Gendry's recurve bow snapped. A second Dothraki folded over his horse's neck, a shaft buried to the fletching in his chest. Gendry had left his prized dragonbone bow at the encampment—the black, high-iron wood was too long and unwieldy for a swift cavalry skirmish—but his aim with the shorter recurve was devastating.
Oberyn laughed aloud, his own bow string humming a deadly rhythm. The Dothraki and Dornish shared a love for the recurve bow, designed to unleash a rapid hail of death from horseback.
The Dothraki roared in fury, unleashing their own volley. Arrows rained down on the ridge. Several struck the heavy plate of the Wolf Pack knights, shattering against the steel or glancing off with sharp, ringing pings. The bronze scales of the Dornishmen absorbed the rest.
The return fire from Gendry, Oberyn, and Fletch was a localized slaughter. Their heavy, armor-piercing bodkin arrows tore through the unarmored Dothraki with sickening ease. Horses screamed and collapsed; riders were pinned to the earth.

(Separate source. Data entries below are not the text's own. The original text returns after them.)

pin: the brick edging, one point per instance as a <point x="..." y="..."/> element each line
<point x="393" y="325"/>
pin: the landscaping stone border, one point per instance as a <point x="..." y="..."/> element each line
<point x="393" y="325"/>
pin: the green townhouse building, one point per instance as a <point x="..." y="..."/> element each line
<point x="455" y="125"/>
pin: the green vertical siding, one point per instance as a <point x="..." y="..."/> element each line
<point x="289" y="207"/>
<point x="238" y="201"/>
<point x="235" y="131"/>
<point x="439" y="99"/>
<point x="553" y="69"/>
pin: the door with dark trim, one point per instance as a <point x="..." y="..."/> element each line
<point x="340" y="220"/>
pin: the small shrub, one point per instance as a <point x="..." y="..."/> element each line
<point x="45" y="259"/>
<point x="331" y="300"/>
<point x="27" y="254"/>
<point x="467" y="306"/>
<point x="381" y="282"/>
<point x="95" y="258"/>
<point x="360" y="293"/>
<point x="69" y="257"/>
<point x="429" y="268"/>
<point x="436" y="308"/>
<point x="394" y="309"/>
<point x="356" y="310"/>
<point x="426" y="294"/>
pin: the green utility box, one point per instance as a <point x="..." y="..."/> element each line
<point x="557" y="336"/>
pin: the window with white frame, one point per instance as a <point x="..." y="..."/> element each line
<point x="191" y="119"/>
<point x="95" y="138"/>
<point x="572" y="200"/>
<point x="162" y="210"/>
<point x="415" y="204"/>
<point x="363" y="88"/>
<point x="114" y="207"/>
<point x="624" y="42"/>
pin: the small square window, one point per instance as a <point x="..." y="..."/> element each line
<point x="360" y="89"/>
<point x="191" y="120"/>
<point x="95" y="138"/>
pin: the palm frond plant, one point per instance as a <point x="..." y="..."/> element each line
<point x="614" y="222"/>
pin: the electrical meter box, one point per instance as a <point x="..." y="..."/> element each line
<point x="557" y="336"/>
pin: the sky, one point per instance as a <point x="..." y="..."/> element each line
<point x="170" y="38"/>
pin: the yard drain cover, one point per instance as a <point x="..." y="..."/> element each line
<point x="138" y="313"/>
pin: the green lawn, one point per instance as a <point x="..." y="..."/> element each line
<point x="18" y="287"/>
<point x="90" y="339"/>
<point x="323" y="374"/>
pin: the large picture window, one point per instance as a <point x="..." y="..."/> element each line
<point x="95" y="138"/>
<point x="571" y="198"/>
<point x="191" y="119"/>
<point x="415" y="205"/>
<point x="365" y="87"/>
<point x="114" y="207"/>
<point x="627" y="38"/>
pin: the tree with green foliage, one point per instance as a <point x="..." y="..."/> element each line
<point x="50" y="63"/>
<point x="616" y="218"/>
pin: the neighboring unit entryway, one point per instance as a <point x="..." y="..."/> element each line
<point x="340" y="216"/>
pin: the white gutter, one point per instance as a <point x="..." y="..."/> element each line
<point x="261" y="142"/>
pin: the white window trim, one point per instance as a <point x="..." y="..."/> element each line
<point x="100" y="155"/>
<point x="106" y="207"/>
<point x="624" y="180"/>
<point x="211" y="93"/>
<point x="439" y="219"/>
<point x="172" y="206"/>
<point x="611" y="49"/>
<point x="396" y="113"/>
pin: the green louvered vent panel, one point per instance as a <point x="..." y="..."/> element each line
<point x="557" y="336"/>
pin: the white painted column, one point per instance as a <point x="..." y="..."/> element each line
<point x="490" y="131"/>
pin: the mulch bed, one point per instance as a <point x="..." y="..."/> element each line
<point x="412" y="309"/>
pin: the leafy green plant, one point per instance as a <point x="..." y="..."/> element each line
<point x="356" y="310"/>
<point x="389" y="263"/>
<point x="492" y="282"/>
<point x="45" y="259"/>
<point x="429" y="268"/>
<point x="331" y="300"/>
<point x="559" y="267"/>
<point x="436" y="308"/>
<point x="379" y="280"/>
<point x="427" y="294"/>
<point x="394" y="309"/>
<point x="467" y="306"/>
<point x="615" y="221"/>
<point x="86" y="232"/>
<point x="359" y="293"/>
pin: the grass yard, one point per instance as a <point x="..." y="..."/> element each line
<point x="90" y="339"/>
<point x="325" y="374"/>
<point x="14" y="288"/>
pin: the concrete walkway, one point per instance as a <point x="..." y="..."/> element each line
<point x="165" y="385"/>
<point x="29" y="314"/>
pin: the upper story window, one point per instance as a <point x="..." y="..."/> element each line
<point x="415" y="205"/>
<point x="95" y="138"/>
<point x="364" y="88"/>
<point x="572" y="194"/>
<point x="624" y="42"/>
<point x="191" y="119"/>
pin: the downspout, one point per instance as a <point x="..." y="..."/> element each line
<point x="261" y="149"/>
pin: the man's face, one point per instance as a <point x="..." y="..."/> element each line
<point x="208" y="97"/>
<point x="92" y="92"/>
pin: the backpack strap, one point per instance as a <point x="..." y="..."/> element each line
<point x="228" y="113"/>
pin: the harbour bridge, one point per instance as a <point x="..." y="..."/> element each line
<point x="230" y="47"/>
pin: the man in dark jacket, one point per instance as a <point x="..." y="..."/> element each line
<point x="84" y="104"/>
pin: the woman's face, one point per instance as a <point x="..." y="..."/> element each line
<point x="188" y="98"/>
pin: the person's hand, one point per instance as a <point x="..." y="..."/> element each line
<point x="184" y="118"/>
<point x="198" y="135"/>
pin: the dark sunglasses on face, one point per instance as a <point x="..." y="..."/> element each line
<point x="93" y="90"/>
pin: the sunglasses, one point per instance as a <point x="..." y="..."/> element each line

Within moments, a dozen outriders lay dead or dying in the tall grass. The surviving Dothraki hauled their horses to a panicked halt, the sheer lethality of the small scouting party breaking their charge.
Gendry spurred his destrier a few paces forward, his voice carrying over the moans of the dying horses.
"Tell your Khal!" Gendry roared, his voice echoing across the river. "I am the Regent of Myr! And he will find no gold here, only iron!"
The remaining screamers did not linger. Lacking the numbers to overwhelm the heavily armored elite, they turned their mounts and fled back toward the river, leaving Gendry and the Red Viper to watch them run.